What is the NON-FAIL way to do an excellent import? from Microsoft Word to ID
Depends on what you're importing. No, seriously.
I work in a translation firm, so what wind up doing is exporting perfectly-styled RTFs from InDesign, processing them in various ways, sending them to twenty different translators, and then flowing the resulting RTFs or Word files back into InDesign. Each Word file comes from a different translator, and has "quirks" that prevent a simple place-the-text-and-clear-overrides workflow. Over the years, I've gotten to know these quirks - the Vietnamese team tends to accidentally chew up tables, the Russian editor doesn't know how to use track changes and leaves stray underlines and highlights throughout the document, and so on. There are translators whose files can be placed without pre-processing and be reliably expected to import without any errors or misapplied forrmatting, and those translators do not use Word at all.

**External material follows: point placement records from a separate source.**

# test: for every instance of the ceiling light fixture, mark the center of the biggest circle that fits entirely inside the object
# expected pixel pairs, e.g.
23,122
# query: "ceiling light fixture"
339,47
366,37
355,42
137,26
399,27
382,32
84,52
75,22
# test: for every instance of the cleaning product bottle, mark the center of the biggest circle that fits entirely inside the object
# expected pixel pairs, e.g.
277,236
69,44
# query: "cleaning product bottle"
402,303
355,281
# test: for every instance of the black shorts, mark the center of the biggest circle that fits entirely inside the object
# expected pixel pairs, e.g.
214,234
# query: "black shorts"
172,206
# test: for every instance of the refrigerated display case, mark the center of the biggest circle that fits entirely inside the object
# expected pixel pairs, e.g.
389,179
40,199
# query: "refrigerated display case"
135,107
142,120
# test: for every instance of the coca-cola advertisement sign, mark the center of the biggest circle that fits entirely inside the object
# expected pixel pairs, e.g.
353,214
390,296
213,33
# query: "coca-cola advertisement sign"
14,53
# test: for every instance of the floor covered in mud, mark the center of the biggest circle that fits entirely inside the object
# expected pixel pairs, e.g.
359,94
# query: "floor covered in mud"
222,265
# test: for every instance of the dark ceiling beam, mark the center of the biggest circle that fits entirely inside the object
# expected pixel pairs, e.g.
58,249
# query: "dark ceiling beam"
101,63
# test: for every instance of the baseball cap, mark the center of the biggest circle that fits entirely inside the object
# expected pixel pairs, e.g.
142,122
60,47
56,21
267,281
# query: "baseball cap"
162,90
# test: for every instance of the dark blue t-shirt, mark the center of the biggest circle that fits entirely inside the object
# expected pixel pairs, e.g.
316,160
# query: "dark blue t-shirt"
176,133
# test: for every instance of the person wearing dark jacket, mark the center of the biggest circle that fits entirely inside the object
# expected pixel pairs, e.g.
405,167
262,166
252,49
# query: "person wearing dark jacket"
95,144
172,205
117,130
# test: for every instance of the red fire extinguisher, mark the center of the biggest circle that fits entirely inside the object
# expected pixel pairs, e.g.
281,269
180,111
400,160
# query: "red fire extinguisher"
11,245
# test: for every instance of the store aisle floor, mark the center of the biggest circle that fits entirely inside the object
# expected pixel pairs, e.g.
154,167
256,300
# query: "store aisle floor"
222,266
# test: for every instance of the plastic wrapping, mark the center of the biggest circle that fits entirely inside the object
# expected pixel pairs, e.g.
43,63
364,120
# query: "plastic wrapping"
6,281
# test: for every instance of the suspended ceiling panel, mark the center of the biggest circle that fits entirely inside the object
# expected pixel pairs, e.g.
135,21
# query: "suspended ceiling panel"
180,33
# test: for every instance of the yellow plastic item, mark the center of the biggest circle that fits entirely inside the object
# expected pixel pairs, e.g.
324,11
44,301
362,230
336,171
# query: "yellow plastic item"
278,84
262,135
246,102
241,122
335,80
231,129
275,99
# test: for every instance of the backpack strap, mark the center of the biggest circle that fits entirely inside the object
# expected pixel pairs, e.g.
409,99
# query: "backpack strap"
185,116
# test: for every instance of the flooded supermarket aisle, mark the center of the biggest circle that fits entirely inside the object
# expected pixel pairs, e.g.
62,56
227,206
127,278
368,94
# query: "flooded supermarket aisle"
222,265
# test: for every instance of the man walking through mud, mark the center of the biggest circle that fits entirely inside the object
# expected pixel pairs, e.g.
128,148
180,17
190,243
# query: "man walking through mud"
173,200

If you need to only place Word files that come from, say, your coworkers, then you have some options (careful administrative-level control of Word document templates, for example) that will help you tame your Word files. If you need to be able to take any Word file from any source and place it into ID, you will need to do a great deal of pre-processing. There will be no "excellent" way to place Word docs in ID. I have some VBA scripts that help me clean up Word files before placing into ID, and then some Javascript that helps me clean up what has been placed. But there's no single magical method of handling these files that will always work in any situation.